I wasn’t surprised that he wants to pick Foster and Russell to be his betas, but he wants to pick a girl named Sophie for his delta. Not knowing much about her or the position, I trust his judgment, but it also puts me a bit on edge that he’s picking a girl that I don’t know. Apparently, I’ll meet her soon since she’s out of the country right now, but I can’t help the little jealousy I feel.

  Ash’s gaze trails my dress. “Hold on for a sec,” he says, turning around and walking out.

  Uh. Okay?

  He comes back a moment later holding the green dress Emma gave me.

  “Where did you get that?” I ask.

  “Emma gave it to me, and I kept forgetting to give it to you.” He hands it to me.

  I look at his clothing then at the dress I’m wearing. “Is black not a normal color to wear to a funeral?”

  He caresses my bare arm, his eyes tracking the movement. “For humans, maybe. But lycans do things differently.” His gaze lifts to mine. “We try to focus on the brightness of their life and not the sorrow their death brings. Today will be about their bravery, their desire to protect and defend their pack, their strength, and their love. Even if they weren’t fighting for us, they were still part of this pack.” Ash kisses my temple. “I’ll be just outside your door while you change. Come out whenever you’re ready. But there’s no rush, my love. Take your time.”

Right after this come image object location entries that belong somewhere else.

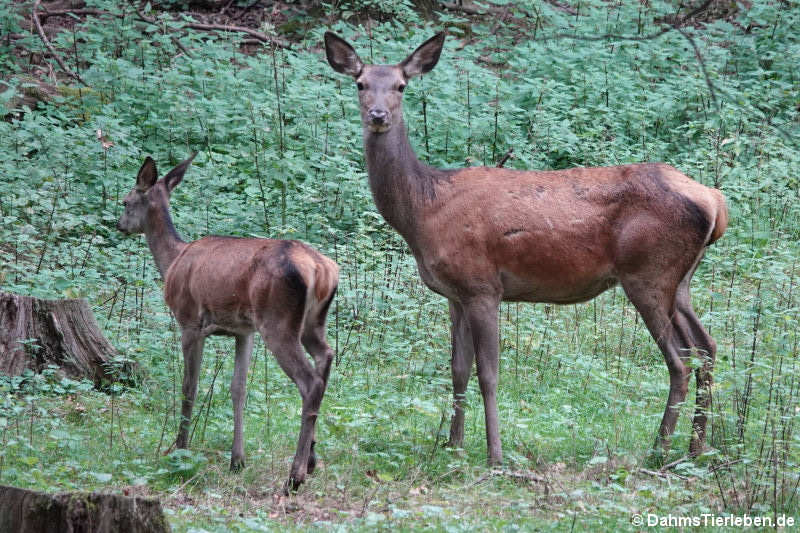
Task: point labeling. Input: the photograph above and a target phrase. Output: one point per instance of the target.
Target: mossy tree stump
(27, 511)
(35, 333)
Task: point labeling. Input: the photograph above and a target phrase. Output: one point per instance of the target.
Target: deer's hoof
(291, 485)
(237, 463)
(312, 461)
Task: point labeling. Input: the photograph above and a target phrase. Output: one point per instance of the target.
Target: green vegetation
(582, 387)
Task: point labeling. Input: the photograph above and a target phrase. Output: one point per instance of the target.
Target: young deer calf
(235, 286)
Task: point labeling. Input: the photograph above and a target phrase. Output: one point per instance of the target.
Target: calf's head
(148, 194)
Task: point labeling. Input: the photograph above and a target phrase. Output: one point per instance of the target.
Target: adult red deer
(483, 235)
(236, 286)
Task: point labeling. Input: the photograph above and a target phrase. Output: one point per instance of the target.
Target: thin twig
(506, 157)
(699, 56)
(673, 464)
(49, 46)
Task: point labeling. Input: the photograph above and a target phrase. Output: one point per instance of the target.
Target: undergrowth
(582, 387)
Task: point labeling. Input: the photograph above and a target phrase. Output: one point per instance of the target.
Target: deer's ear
(424, 58)
(147, 175)
(174, 177)
(341, 55)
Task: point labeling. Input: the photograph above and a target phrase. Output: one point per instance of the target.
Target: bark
(27, 511)
(35, 333)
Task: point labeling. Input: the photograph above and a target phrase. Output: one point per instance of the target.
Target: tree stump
(27, 511)
(35, 333)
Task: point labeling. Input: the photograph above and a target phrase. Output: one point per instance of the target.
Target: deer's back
(234, 282)
(559, 235)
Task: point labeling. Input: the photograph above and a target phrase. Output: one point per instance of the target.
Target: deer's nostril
(378, 116)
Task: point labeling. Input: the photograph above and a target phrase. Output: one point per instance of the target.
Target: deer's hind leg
(654, 298)
(316, 344)
(244, 349)
(283, 340)
(192, 342)
(699, 343)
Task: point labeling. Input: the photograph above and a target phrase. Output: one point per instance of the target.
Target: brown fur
(233, 286)
(482, 235)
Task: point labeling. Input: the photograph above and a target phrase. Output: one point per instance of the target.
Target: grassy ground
(582, 388)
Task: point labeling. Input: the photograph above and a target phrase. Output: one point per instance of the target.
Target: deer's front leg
(482, 317)
(244, 349)
(462, 357)
(192, 342)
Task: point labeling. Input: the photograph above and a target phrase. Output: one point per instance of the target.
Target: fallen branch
(241, 29)
(257, 35)
(45, 14)
(46, 41)
(514, 474)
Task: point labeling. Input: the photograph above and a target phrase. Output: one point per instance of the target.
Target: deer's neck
(162, 238)
(401, 184)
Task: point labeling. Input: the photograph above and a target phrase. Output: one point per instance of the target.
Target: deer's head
(149, 192)
(380, 87)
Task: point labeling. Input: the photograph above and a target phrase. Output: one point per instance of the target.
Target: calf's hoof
(312, 459)
(291, 485)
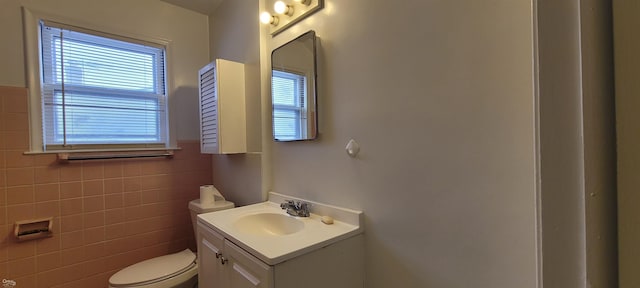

  I flush at his new pet name he’s taken on since admitting his love for me. He lightly pecks the corner of my mouth before leaving and closing the door behind him.

  I wipe my hands on my dress and bite my lip while sitting in Ash’s truck. I look different. Last time I wore this it practically hung off me. Now it fits like a glove. Has it really already been two months since I wore this last? So much has happened, but at the same time it feels like barely any time has passed.

  Ash opens my door and helps me out of the truck, and my boots sink into the snow. It snowed all last night and the chill in the air seeps through my coat, but you wouldn’t be able to tell just by looking at Ash since he’s not even wearing a suit coat. The only thing that’s weather appropriate are his black snow boots.